What worked well for Liu is these call-outs, because her coworkers were willing to examine their language and then clarify more specifically what they really meant. A coworker who described Liu’s meetings with the loaded term “gossipy” was forced to get specific and point out that the chatty, casual atmosphere of the meetings didn’t suit him.
Asking someone directly “what did you mean by that?” can be a powerful way to call out a stereotype.
If you simply label the person as sexist, they may go on the defensive. Asking what they meant gives the person the benefit of the doubt that they may not have meant to put down someone, while also subtly but directly challenging them to explain their meaning in a thoughtful way. If they are simply being biased, they’ll probably stutter and mumble and realize their embarrassing mistake. If they didn’t really mean to be sexist, they’ll be encouraged to find a way to say what they meant that doesn’t rely on a gender stereotype.
As Liu explains, “Making implicit gender stereotypes explicit and openly confronting them… pushes us to challenge those notions, which ultimately benefits us all.”
Taking this strategy one step further
Liu makes some great suggestions, and I’d like to add my own – and remind readers that these strategies work for gender biases (both men and women), but could also be applied to stereotypes about race, sexual orientation, or other identity factors.
One strategy is to recast the offensive comment in the light of the person’s more positive values or behavior.

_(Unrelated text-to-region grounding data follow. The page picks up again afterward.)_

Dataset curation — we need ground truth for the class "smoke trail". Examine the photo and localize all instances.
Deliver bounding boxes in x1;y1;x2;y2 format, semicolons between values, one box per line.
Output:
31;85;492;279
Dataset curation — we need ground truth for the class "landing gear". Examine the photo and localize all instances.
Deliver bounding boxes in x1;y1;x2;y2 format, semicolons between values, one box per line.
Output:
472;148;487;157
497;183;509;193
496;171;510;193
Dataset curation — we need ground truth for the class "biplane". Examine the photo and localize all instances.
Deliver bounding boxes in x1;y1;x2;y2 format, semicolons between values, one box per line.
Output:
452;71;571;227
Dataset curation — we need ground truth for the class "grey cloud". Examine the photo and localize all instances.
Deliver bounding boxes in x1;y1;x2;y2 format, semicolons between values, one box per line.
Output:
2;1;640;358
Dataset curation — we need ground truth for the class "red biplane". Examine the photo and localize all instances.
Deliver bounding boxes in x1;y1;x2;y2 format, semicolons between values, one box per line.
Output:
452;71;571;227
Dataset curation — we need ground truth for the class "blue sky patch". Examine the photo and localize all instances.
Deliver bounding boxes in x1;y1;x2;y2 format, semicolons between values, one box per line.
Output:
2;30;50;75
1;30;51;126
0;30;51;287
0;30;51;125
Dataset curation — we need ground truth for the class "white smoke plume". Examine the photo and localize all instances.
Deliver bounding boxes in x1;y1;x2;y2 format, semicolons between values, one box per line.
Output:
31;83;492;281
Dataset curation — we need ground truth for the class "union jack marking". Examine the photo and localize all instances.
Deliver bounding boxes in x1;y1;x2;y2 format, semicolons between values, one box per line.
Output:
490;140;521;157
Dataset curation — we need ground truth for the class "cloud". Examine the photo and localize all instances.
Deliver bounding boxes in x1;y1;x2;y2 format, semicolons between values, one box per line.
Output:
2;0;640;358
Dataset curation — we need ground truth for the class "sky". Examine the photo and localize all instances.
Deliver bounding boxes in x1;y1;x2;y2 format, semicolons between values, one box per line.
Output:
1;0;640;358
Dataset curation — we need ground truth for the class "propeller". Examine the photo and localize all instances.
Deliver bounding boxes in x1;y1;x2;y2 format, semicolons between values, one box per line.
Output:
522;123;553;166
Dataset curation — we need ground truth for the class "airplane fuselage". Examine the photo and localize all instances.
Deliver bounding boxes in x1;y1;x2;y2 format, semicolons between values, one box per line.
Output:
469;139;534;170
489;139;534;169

For example, I might say, “Kristen, I’ve always noticed how respectfully you treat the men in the office. So I’m surprised to hear you use such a loaded term to describe Jason.” Once again, you reduce the likelihood that the person becomes defensive by assuming (or at least pretending to assume) that they didn’t mean to be sexist. This strategy helps close the cognitive gap in people who think of themselves as open-minded and fair, but still unconsciously exhibit bias.
If you can afford the emotional vulnerability, it can sometimes be helpful to respond by expressing your feelings.
This strategy works best with people who already respect you and care about how you feel. Point out how stereotypes about women, even when applied to someone else, make a hostile work environment for you. For example, at a past job, when we hired an older woman to join our team, I heard a man jokingly ask, “whose grandma is that?” I let him know that while his joke may have seemed innocent, it made me nervous to wonder if I would feel out of place or lose the respect of my coworkers as I aged. When he thought about me, someone he respected, being the butt of such a joke, he realized his error and apologized.
Besides learning the delicate art of calling out bias, we need to also train ourselves to receive such feedback well, in whatever form it comes.
Requiring women to not only process stereotypes, but to do so calmly, eloquently, and effectively, and then to deal with the backlash, is a lot to ask (especially after being told to be calm and sit down for so many generations).
Hearing a gender stereotype can be a truly demoralizing experience. Have compassion for the fact that a coworker may feel vulnerable, hurt, angered, or frightened, so their response may not always be graceful, be they male or female.
Practice makes habits. Make good habits
Whatever your strategy, don’t give up! Bias is everywhere, so you’ll have lots of opportunities to practice. It’s an unfortunate burden that women have to carry, but a necessary one.
Only by calling out stereotypes when we see them can we begin to challenge these unconscious biases and create a more equal workplace.